Maximice la diferencia entre la suma de las dos mitades de la array después de eliminar N elementos

Dado un número entero N y una array arr[] que consta de 3 * N enteros, la tarea es encontrar la diferencia máxima entre la primera mitad y la segunda mitad de la array después de eliminar exactamente N elementos de la array.

Ejemplos:

Entrada: N = 2, arr[] = {3, 1, 4, 1, 5, 9}
Salida: 1
Explicación:
La eliminación de arr[1] y arr[5] del arreglo maximiza la diferencia = (3 + 4 ) – (1 + 5) = 7 – 6 = 1.

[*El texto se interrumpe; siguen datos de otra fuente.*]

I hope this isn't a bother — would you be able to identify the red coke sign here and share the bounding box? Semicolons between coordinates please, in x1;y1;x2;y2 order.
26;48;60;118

Entrada: N = 1, arr[] = {1, 2, 3}
Salida: -1

Enfoque: 
siga los pasos que se indican a continuación para resolver el problema

  • Recorra la array desde el principio y siga actualizando la suma de los N elementos más grandes desde el principio de la array.
  • Del mismo modo, siga actualizando la suma de los N elementos más pequeños desde el final de la array.
  • Recorra estas sumas y calcule las diferencias en cada punto y actualice la máxima diferencia obtenida.
  • Imprime la diferencia máxima obtenida.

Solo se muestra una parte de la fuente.